Au niveau des États, les budgets culturels sont trop souvent devenus des variables d’ajustement des politiques économiques nationales : de nombreux orchestres, théâtres et compagnies ont purement et simplement disparu. Tous les pays d’Europe connaissent un recul sans précédent des financements publics de la culture. Les opérateurs nationaux sont les plus touchés mais, dans toutes les régions, ce recul frappe tous les niveaux de la création et de la diffusion.

Les services publics de radiodiffusion de nombreux pays sont victimes d’une réduction drastique des moyens qui leur sont alloués avec, à la clé, la suppression d’un nombre élevé d’emplois et un réel affaiblissement du service public des médias auxquels s’ajoute de plus en plus fréquemment la menace d’une perte d’indépendance éditoriale. La qualité, l’indépendance et la pérennité de ces services sont ainsi mises en danger de même que le pluralisme et les valeurs démocratiques dont ils sont les garants selon les termes du Protocole d’Amsterdam concernant le service public de radiodiffusion.
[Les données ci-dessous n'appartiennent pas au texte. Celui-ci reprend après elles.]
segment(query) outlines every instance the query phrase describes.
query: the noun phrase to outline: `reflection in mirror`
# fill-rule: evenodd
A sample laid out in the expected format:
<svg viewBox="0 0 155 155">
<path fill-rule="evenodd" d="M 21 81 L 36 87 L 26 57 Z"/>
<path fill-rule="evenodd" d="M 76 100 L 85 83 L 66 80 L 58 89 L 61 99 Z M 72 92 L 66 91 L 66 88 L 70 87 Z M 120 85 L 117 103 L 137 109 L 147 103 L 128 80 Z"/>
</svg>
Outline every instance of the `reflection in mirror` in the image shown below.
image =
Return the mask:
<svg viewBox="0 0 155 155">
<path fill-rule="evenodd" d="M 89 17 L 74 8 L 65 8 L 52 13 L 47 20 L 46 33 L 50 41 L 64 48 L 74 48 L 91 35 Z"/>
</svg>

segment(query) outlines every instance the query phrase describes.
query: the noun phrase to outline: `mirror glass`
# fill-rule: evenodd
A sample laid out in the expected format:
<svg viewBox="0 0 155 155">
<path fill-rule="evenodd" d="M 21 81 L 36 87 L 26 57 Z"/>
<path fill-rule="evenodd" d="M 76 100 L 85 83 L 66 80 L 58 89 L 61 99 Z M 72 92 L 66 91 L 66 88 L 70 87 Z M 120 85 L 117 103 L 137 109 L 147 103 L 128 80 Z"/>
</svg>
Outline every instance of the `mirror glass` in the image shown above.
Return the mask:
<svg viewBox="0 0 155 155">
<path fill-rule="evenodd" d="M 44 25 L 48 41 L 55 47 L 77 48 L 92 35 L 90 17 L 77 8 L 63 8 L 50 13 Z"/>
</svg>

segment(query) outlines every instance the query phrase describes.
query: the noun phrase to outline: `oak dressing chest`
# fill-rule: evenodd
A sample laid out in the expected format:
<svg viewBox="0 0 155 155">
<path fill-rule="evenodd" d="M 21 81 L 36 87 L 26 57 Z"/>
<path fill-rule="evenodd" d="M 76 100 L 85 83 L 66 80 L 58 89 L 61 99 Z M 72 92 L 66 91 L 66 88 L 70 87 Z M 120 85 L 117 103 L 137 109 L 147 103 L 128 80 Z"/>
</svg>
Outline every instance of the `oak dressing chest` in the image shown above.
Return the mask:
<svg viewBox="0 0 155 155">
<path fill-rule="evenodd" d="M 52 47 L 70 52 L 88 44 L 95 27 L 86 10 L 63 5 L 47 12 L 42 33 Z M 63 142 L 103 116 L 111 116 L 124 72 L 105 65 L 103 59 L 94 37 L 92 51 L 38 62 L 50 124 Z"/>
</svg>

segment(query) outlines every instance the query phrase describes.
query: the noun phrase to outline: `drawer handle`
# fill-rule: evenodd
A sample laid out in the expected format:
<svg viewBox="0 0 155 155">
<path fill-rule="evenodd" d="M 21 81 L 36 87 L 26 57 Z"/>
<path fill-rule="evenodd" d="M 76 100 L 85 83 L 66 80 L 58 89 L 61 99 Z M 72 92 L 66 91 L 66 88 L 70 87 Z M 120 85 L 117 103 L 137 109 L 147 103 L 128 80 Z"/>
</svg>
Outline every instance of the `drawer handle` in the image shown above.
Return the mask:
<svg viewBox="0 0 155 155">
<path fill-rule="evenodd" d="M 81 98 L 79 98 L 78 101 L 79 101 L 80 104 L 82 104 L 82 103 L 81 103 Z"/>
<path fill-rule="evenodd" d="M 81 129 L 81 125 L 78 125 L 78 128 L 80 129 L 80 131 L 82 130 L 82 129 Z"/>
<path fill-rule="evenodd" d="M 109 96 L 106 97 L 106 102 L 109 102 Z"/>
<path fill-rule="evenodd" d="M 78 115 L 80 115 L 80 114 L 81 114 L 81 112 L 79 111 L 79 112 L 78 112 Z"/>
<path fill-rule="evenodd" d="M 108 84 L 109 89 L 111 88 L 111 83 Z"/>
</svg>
Les dispositifs d’aide publique à l’économie du cinéma font également l’objet de coupes significatives. La remise en question par la Commission des politiques de soutien des états membres empêche le développement d’une politique industrielle forte et fragilise la diversité culturelle.
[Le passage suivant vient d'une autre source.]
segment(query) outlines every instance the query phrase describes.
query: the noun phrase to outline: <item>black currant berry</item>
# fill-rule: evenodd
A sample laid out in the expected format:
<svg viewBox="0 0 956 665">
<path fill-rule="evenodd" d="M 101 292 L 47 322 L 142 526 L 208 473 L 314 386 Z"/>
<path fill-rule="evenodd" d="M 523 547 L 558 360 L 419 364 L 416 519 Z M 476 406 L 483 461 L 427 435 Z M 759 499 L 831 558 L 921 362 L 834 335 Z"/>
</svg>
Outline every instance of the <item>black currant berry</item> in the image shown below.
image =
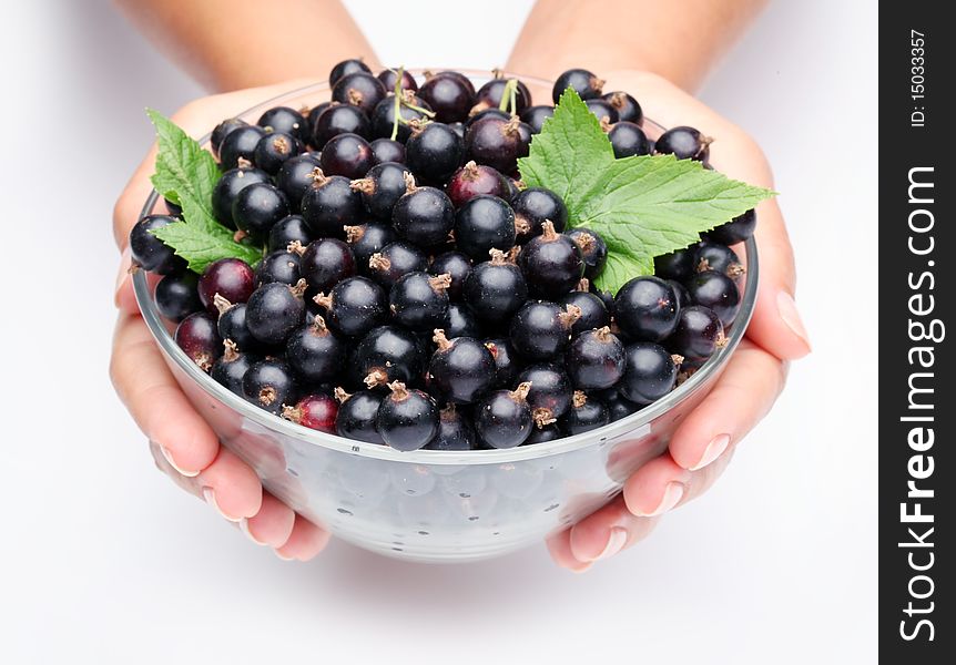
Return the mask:
<svg viewBox="0 0 956 665">
<path fill-rule="evenodd" d="M 552 358 L 568 347 L 571 326 L 580 316 L 574 305 L 562 309 L 545 300 L 526 303 L 511 318 L 511 346 L 530 360 Z"/>
<path fill-rule="evenodd" d="M 634 277 L 614 297 L 614 321 L 640 341 L 660 341 L 678 325 L 674 289 L 659 277 Z"/>
<path fill-rule="evenodd" d="M 288 214 L 285 194 L 268 183 L 243 187 L 233 202 L 233 222 L 236 227 L 257 238 L 267 236 L 272 227 Z"/>
<path fill-rule="evenodd" d="M 365 335 L 385 321 L 385 291 L 365 277 L 343 279 L 328 295 L 319 294 L 314 300 L 326 310 L 326 323 L 347 337 Z"/>
<path fill-rule="evenodd" d="M 594 279 L 608 263 L 608 245 L 604 238 L 590 228 L 578 227 L 565 233 L 581 250 L 584 259 L 584 277 Z"/>
<path fill-rule="evenodd" d="M 305 279 L 295 286 L 274 283 L 257 288 L 246 303 L 246 326 L 252 336 L 263 344 L 283 344 L 302 325 L 305 288 Z"/>
<path fill-rule="evenodd" d="M 171 321 L 181 321 L 203 308 L 196 290 L 200 278 L 193 272 L 166 275 L 156 284 L 156 309 Z"/>
<path fill-rule="evenodd" d="M 302 215 L 289 215 L 276 222 L 268 232 L 268 250 L 288 249 L 289 243 L 298 243 L 303 247 L 313 239 L 312 231 Z"/>
<path fill-rule="evenodd" d="M 462 76 L 440 72 L 426 81 L 418 90 L 418 96 L 428 102 L 438 122 L 462 122 L 475 105 L 475 88 Z"/>
<path fill-rule="evenodd" d="M 533 420 L 528 405 L 530 383 L 515 390 L 496 390 L 475 409 L 475 431 L 489 448 L 515 448 L 531 434 Z"/>
<path fill-rule="evenodd" d="M 373 166 L 365 177 L 352 181 L 352 188 L 362 195 L 365 208 L 379 219 L 391 221 L 391 211 L 399 198 L 415 187 L 408 167 L 396 162 Z"/>
<path fill-rule="evenodd" d="M 500 249 L 489 252 L 491 260 L 478 264 L 465 279 L 465 301 L 482 321 L 507 320 L 528 299 L 528 284 L 521 269 Z"/>
<path fill-rule="evenodd" d="M 240 127 L 247 126 L 248 123 L 244 120 L 240 120 L 238 117 L 228 117 L 217 124 L 213 130 L 212 135 L 210 136 L 210 146 L 213 149 L 213 155 L 218 158 L 220 146 L 223 144 L 223 139 L 225 139 L 227 134 Z"/>
<path fill-rule="evenodd" d="M 353 74 L 356 72 L 370 74 L 372 70 L 362 61 L 362 58 L 349 58 L 347 60 L 343 60 L 342 62 L 336 63 L 336 65 L 332 68 L 332 71 L 328 72 L 328 84 L 335 85 L 338 83 L 338 80 L 346 74 Z"/>
<path fill-rule="evenodd" d="M 433 338 L 438 349 L 431 356 L 428 374 L 431 385 L 446 399 L 468 405 L 477 400 L 495 382 L 495 357 L 482 342 L 471 337 L 449 340 L 441 329 Z"/>
<path fill-rule="evenodd" d="M 395 241 L 368 258 L 368 275 L 386 288 L 391 288 L 403 275 L 428 269 L 428 257 L 406 241 Z"/>
<path fill-rule="evenodd" d="M 623 160 L 631 155 L 649 155 L 651 146 L 644 131 L 632 122 L 618 122 L 608 132 L 611 147 L 614 149 L 614 157 Z"/>
<path fill-rule="evenodd" d="M 366 72 L 345 74 L 332 89 L 332 101 L 352 104 L 365 113 L 372 113 L 375 105 L 385 99 L 385 85 Z"/>
<path fill-rule="evenodd" d="M 248 368 L 242 380 L 246 400 L 275 415 L 283 405 L 293 402 L 298 389 L 292 369 L 275 358 L 260 360 Z"/>
<path fill-rule="evenodd" d="M 723 324 L 718 315 L 700 305 L 681 309 L 678 328 L 667 341 L 668 349 L 689 362 L 706 360 L 726 344 Z"/>
<path fill-rule="evenodd" d="M 455 207 L 461 207 L 482 194 L 507 198 L 508 183 L 497 170 L 468 162 L 451 175 L 445 191 Z"/>
<path fill-rule="evenodd" d="M 250 166 L 255 164 L 253 161 L 255 158 L 255 149 L 263 136 L 265 136 L 265 131 L 254 125 L 236 127 L 226 134 L 222 144 L 220 144 L 220 164 L 222 170 L 227 171 L 242 165 Z"/>
<path fill-rule="evenodd" d="M 426 450 L 475 450 L 475 428 L 454 403 L 438 413 L 438 433 L 425 447 Z"/>
<path fill-rule="evenodd" d="M 223 352 L 216 320 L 206 311 L 196 311 L 184 318 L 176 326 L 174 337 L 176 345 L 203 371 L 212 369 L 213 362 Z"/>
<path fill-rule="evenodd" d="M 242 259 L 221 258 L 203 270 L 197 287 L 200 300 L 210 314 L 216 314 L 215 296 L 230 303 L 245 303 L 255 290 L 255 273 Z"/>
<path fill-rule="evenodd" d="M 170 275 L 181 272 L 185 262 L 173 254 L 173 248 L 154 236 L 151 231 L 179 222 L 169 215 L 146 215 L 130 229 L 130 254 L 133 265 L 156 273 Z"/>
<path fill-rule="evenodd" d="M 570 377 L 559 365 L 550 362 L 531 365 L 518 375 L 517 380 L 531 385 L 528 403 L 538 427 L 555 422 L 571 408 L 573 386 Z"/>
<path fill-rule="evenodd" d="M 335 417 L 335 431 L 339 437 L 367 443 L 385 443 L 375 427 L 375 417 L 382 405 L 382 392 L 362 390 L 349 395 L 342 388 L 336 388 L 335 398 L 339 402 L 338 413 Z"/>
<path fill-rule="evenodd" d="M 678 160 L 706 162 L 713 139 L 704 136 L 693 127 L 673 127 L 661 134 L 654 143 L 654 153 L 674 155 Z"/>
<path fill-rule="evenodd" d="M 321 432 L 335 432 L 338 402 L 329 395 L 313 393 L 299 399 L 294 407 L 284 406 L 282 417 L 296 424 Z"/>
<path fill-rule="evenodd" d="M 275 106 L 263 113 L 258 122 L 258 126 L 271 134 L 291 134 L 302 143 L 308 141 L 308 123 L 305 117 L 295 109 L 288 106 Z M 262 168 L 262 165 L 256 163 Z"/>
<path fill-rule="evenodd" d="M 388 296 L 393 318 L 410 330 L 434 330 L 448 311 L 450 275 L 408 273 L 398 278 Z"/>
<path fill-rule="evenodd" d="M 593 100 L 601 96 L 604 81 L 588 70 L 570 69 L 555 80 L 551 99 L 557 104 L 561 100 L 561 94 L 570 88 L 582 100 Z"/>
<path fill-rule="evenodd" d="M 608 407 L 593 397 L 588 397 L 581 390 L 574 390 L 571 397 L 571 409 L 561 418 L 561 429 L 569 437 L 589 432 L 604 427 L 611 421 Z"/>
<path fill-rule="evenodd" d="M 475 196 L 455 214 L 455 242 L 474 259 L 488 256 L 490 249 L 507 252 L 515 237 L 515 212 L 497 196 Z"/>
<path fill-rule="evenodd" d="M 378 326 L 362 338 L 353 355 L 349 372 L 356 383 L 369 388 L 391 381 L 414 382 L 425 366 L 415 335 L 400 326 Z"/>
<path fill-rule="evenodd" d="M 385 442 L 396 450 L 418 450 L 438 433 L 438 405 L 427 392 L 406 388 L 401 381 L 388 385 L 375 417 Z"/>
<path fill-rule="evenodd" d="M 391 226 L 398 237 L 420 247 L 441 245 L 455 227 L 455 206 L 441 190 L 411 186 L 395 204 Z"/>
<path fill-rule="evenodd" d="M 541 224 L 541 235 L 531 238 L 518 257 L 531 293 L 541 298 L 558 299 L 573 289 L 584 276 L 584 259 L 578 245 L 555 232 L 549 219 Z"/>
<path fill-rule="evenodd" d="M 531 127 L 517 115 L 510 120 L 482 117 L 465 132 L 468 158 L 501 173 L 513 173 L 518 167 L 518 158 L 528 156 L 530 144 Z"/>
<path fill-rule="evenodd" d="M 532 134 L 539 134 L 545 121 L 555 115 L 555 106 L 528 106 L 521 112 L 521 122 L 531 127 Z"/>
<path fill-rule="evenodd" d="M 624 345 L 607 326 L 581 332 L 571 342 L 565 367 L 577 388 L 610 388 L 624 374 Z"/>
<path fill-rule="evenodd" d="M 346 277 L 355 275 L 355 255 L 348 244 L 337 238 L 322 238 L 305 248 L 299 270 L 313 293 L 328 291 Z"/>
<path fill-rule="evenodd" d="M 345 226 L 365 211 L 362 196 L 342 175 L 326 176 L 316 168 L 312 187 L 302 198 L 302 216 L 317 237 L 342 238 Z"/>
<path fill-rule="evenodd" d="M 286 342 L 286 360 L 304 380 L 324 383 L 334 380 L 345 366 L 346 342 L 334 335 L 325 319 L 315 316 L 313 323 L 295 330 Z"/>
<path fill-rule="evenodd" d="M 449 275 L 451 284 L 448 286 L 448 297 L 457 300 L 465 288 L 465 279 L 471 273 L 471 259 L 461 252 L 446 252 L 431 259 L 428 272 L 433 275 Z"/>
<path fill-rule="evenodd" d="M 713 309 L 724 328 L 729 328 L 740 311 L 740 290 L 734 280 L 716 270 L 698 273 L 684 283 L 691 301 Z"/>
<path fill-rule="evenodd" d="M 455 130 L 440 122 L 424 126 L 416 123 L 405 143 L 405 160 L 415 175 L 425 182 L 438 184 L 447 181 L 461 165 L 465 142 Z"/>
<path fill-rule="evenodd" d="M 368 116 L 356 106 L 332 104 L 315 120 L 311 143 L 316 150 L 323 150 L 326 143 L 339 134 L 368 137 L 370 135 Z"/>
<path fill-rule="evenodd" d="M 643 406 L 673 390 L 683 358 L 651 341 L 630 345 L 624 356 L 627 367 L 619 389 L 627 399 Z"/>
<path fill-rule="evenodd" d="M 294 244 L 291 243 L 291 248 L 292 252 L 288 248 L 277 249 L 263 257 L 255 267 L 256 288 L 273 282 L 292 286 L 302 278 L 298 250 L 303 247 L 298 241 L 295 241 Z"/>
</svg>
Dans ce contexte, les travailleurs de la culture et de l’information souhaitent attirer l’attention des ministres sur quelques points clés à prendre en considération au niveau européen :

  • La culture n’est pas une marchandise. L’Union européenne doit maintenir celle-ci hors du champ des négociations commerciales internationales. À cet effet, la Convention de l’UNESCO sur la protection et la promotion de la diversité des expressions culturelles doit devenir la clé de voûte de toute politique européenne dans ce domaine.
  • La protection sociale des travailleurs de la culture et de l’information doit être maintenue et développée, conformément à la Recommandation de l’UNESCO sur la Condition de l’artiste de 1980. Elle ne doit en aucun cas être fragilisée, voire remise en cause par les politiques d’austérité.
  • Alors que les services audiovisuels sont exclus du champ d’application de la directive « Services », le spectacle vivant reste soumis à ses dispositions. Nous souhaitons que l’ensemble du secteur culturel fasse l’objet d’une exclusion du champ d’application de cette directive lors de sa révision.
  • Nous appelons à une réflexion approfondie sur la TVA en Europe afin de mettre un terme aux distorsions fiscales qui pénalisent les entreprises et les économies européennes face aux géants du net.
  • Nous constatons de nombreuses atteintes aux droits de propriété intellectuelle, qui constituent pourtant un élément essentiel de l’économie du secteur de la culture et de l’information. Alors même que la piraterie commerciale continue à piller les auteurs, les artistes interprètes et les producteurs, la banalisation de l’utilisation gratuite non autorisée d’œuvres protégées tend à vider de son sens la notion même de propriété intellectuelle. Au niveau des États membres, plusieurs initiatives législatives réduisent considérablement la portée de ces droits sans prévoir la moindre compensation pour les créateurs en contrepartie de ces limitations. 
  • Bien que les œuvres et contenus résultant du travail des auteurs, artistes interprètes et journalistes soient plus utilisés que jamais du fait de la démocratisation accélérée de l’accès à l’Internet, les travailleurs créatifs profitent fort peu des revenus considérables qu’ils génèrent et sont souvent forcés de céder leurs droits contre une rémunération forfaitaire. Ils doivent pouvoir obtenir une rémunération pour toutes les formes d’exploitation de leurs œuvres au moyen d’un partage de la valeur juste et équitable. Leurs droits moraux doivent également être reconnus, notamment le droit de paternité et le droit au respect de l’intégrité de leur travail. Par ailleurs, les entreprises qui utilisent leurs créations et leur travail, quel que soit leur lieu d’implantation et l’environnement dans lequel elles opèrent, doivent contribuer au financement des œuvres et à la création de nouveaux contenus, de façon à garantir et à développer la croissance et l’emploi du secteur.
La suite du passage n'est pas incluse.